One of the studies that I’m presenting at EHA is about the use of blinatumomab in the frontline setting in a chemo-replacement strategy. What we were doing is looking at risk factors in that particular scenario.

What was the study design?

The study design is a real-world cohort, so patients received blinatumomab at the clinician’s discretion, either because they had high-risk disease or they had existing comorbidity or they had toxicity to chemotherapy that prevented them from carrying on that standard chemotherapy pathway. So patients received blinatumomab at different timepoints and for different reasons. So that heterogeneity is a key aspect of the cohort, which is both a strength in the sense that it’s real world but it’s also a limitation in the sense that it’s quite heterogeneous in the way that the patients were treated. So it’s not like a clinical trial.

What were the key results?

The key result of this study is that in this particular scenario of treating patients with blinatumomab frontline in a chemo-replacement strategy, the risk factors for blinatumomab response and relapse after blinatumomab are quite different from the traditional risk factors that are usually used within paediatric ALL. So MRD, or minimal residual disease, after blinatumomab is very important, particularly after the first cycle. But the MRD level prior to blinatumomab is not predictive of relapse.

In terms of genetics, the traditional high-risk genetic risk factors don’t seem to play a major role in the risk of relapse after blinatumomab. Instead, DUX4 rearrangement seems to have a higher than expected relapse rate and also a slower response to blinatumomab and also patients with the Ikaros+ profile also have a high risk of relapse after frontline blinatumomab.

What could be the clinical significance of these results?

The clinical significance of these results are that if we are going to introduce blinatumomab into frontline therapy we need to be very cautious about exactly how we do it for different types of patient. So our results need to be validated in a larger cohort and with longer follow-up. But they certainly indicate that not all patients will respond equally to blinatumomab, especially when given with reduced chemotherapy. It might be that different patients require different strategies depending on their genetic background and their initial response to blinatumomab.

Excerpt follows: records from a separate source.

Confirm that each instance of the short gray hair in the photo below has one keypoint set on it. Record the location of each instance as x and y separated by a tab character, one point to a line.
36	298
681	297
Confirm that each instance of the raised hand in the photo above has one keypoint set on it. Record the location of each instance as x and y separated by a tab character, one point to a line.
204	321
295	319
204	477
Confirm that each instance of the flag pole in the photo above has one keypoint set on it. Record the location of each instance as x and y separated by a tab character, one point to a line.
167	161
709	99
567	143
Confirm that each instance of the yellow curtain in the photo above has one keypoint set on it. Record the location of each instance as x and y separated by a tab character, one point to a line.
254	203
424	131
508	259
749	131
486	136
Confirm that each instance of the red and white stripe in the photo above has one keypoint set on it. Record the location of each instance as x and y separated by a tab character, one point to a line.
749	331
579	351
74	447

What’s next for the study?

What we’d really like to do is validate our findings in a larger cohort. We are struggling at the moment to find such a cohort because, of course, not that many patients are being treated with blinatumomab in a frontline setting and also have comprehensive genomic workup. So that’s our first step is to try and do that. In the UK we are also altering the guidelines on use of blinatumomab in the frontline setting depending on the genetic background of the patient.